The inclination of the right glass 102A and the left glass 102B with respect to the transparent glasses 101A and 101B (or, in other words, their orientation with respect to the reference planes Pr1 and Pr2) allows the user to see simultaneously through the right glass 102A and through the left glass 102B both the objects of the real world and the virtual images returned by the screens 103A and 103B.

Figure 3 shows a schematic 3D view of the transparent glasses 101A and 101B mutually positioned as glasses and placed in front of the glasses 102A and 102B, respectively, which are also mutually positioned as glasses and which are inclined with respect to the transparent glasses 101A and 101B. From the figure it is clear that looking at the real world objects placed in the system's field of view through the transparent glasses 101A and 101B would necessarily involve seeing the same real world object not only through the transparent glasses 101A and 101B, but also through the glasses 102A and 102B.

The previously anticipated focusing means are suitable for focusing the virtual images returned by the restitution means on the second optical means so that the user who looks at the real world images through the first and second optical means sees the virtual objects superimposed on the real world images. In the system shown in the figures, the focusing means comprises a right biconvex lens 104A and a left biconvex lens 104B. The right biconvex lens 104A is substantially parallel to the right screen 103A and is located in the region between the right screen 103A and the glass 102A so as to allow viewing of the images returned by the right screen 103A through the right glass 102A. Similarly, the left biconvex lens 104B is parallel to the left screen 103A and is placed in the region between the left screen 103B and the left glass 102B so as to allow viewing of the images returned from the left screen 103A through the left glass 102B. In particular, the left and right biconvex lenses 104A a and 104B are suitable for focusing the virtual images returned by the screens 103A and 103B, respectively, for the user's right eye and for the user's left eye, respectively. so as to allow the user's eyes to focus at the same time and on the same focal point the real world objects seen through both the transparent glasses 101A and 101B and the glasses 102A and 102B as explained above, and the three-dimensional virtual images returned by the screens 103A and 103B according to the stereoscopy technique. Even more particularly, the biconvex lenses 103A and 103B are suitable for forming an image of the three-dimensional virtual objects returned by the restitution means at an infinite distance, i.e. at the focal point of the parallel rays (infinite focus) so that, for users of the system 100 , both real world objects and three-dimensional virtual objects are focused at the same time and at the same focal point.

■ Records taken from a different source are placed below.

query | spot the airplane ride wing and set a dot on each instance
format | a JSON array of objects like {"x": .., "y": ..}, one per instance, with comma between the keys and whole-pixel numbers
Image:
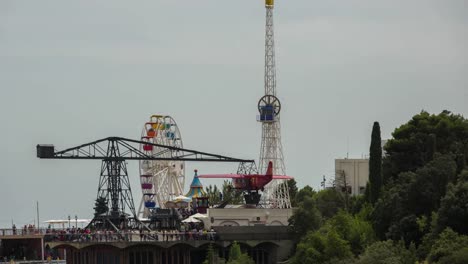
[
  {"x": 282, "y": 177},
  {"x": 220, "y": 176}
]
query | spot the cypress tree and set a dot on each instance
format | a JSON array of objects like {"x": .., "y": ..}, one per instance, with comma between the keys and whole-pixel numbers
[{"x": 375, "y": 164}]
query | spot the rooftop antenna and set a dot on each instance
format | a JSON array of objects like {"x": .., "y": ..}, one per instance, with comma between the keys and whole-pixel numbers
[{"x": 347, "y": 147}]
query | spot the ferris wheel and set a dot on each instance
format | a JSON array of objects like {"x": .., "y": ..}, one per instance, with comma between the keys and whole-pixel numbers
[{"x": 161, "y": 180}]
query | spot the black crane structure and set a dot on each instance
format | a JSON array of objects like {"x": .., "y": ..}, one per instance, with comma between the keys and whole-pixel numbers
[{"x": 114, "y": 190}]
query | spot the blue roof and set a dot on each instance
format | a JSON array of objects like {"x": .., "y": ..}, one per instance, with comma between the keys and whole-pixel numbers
[{"x": 196, "y": 188}]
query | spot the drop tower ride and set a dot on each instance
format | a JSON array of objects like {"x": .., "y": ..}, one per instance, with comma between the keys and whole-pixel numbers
[{"x": 276, "y": 193}]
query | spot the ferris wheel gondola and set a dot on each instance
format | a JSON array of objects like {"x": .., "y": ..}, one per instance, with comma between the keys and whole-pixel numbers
[{"x": 161, "y": 180}]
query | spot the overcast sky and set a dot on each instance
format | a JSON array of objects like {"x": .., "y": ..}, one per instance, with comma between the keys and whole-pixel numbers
[{"x": 74, "y": 72}]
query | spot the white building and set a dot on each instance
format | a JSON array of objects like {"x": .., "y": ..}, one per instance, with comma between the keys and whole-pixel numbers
[{"x": 351, "y": 175}]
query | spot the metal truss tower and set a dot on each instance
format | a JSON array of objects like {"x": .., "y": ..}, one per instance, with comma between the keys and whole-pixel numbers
[{"x": 276, "y": 193}]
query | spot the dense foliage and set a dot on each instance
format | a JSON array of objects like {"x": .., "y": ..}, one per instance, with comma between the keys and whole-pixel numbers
[
  {"x": 415, "y": 211},
  {"x": 375, "y": 164}
]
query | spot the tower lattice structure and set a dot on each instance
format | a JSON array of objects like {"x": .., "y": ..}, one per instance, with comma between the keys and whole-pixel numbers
[{"x": 276, "y": 193}]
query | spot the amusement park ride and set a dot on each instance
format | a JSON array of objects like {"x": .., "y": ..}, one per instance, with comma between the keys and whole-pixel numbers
[
  {"x": 250, "y": 184},
  {"x": 114, "y": 185},
  {"x": 161, "y": 158}
]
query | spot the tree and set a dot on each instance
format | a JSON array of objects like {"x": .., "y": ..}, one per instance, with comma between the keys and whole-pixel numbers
[
  {"x": 453, "y": 211},
  {"x": 387, "y": 252},
  {"x": 411, "y": 196},
  {"x": 237, "y": 257},
  {"x": 305, "y": 218},
  {"x": 212, "y": 257},
  {"x": 329, "y": 202},
  {"x": 355, "y": 230},
  {"x": 447, "y": 243},
  {"x": 323, "y": 246},
  {"x": 375, "y": 164},
  {"x": 415, "y": 143}
]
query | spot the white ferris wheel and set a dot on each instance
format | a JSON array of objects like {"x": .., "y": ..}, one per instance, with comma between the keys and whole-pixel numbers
[{"x": 161, "y": 180}]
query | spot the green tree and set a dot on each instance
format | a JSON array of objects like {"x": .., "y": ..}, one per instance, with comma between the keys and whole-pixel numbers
[
  {"x": 375, "y": 164},
  {"x": 447, "y": 244},
  {"x": 210, "y": 255},
  {"x": 453, "y": 211},
  {"x": 305, "y": 218},
  {"x": 411, "y": 196},
  {"x": 355, "y": 230},
  {"x": 237, "y": 257},
  {"x": 387, "y": 252},
  {"x": 323, "y": 246},
  {"x": 415, "y": 143},
  {"x": 329, "y": 202}
]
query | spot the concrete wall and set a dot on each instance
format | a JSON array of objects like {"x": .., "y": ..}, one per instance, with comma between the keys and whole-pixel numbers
[
  {"x": 354, "y": 171},
  {"x": 247, "y": 217}
]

It therefore appears clearly that also the focusing means 104A and 104B (the lenses 104 and 104B) for the images emitted by the means 103A and 103B respectively can be rotated with respect to a horizontal plane by a "gamma" angle in the same way as the means or screens 103A and 103B. The "gamma" rotation angles of the means 103A and 103B will therefore be selected and / or fixed according to the rotation angles of the respective focusing means 104A and 104B and vice versa.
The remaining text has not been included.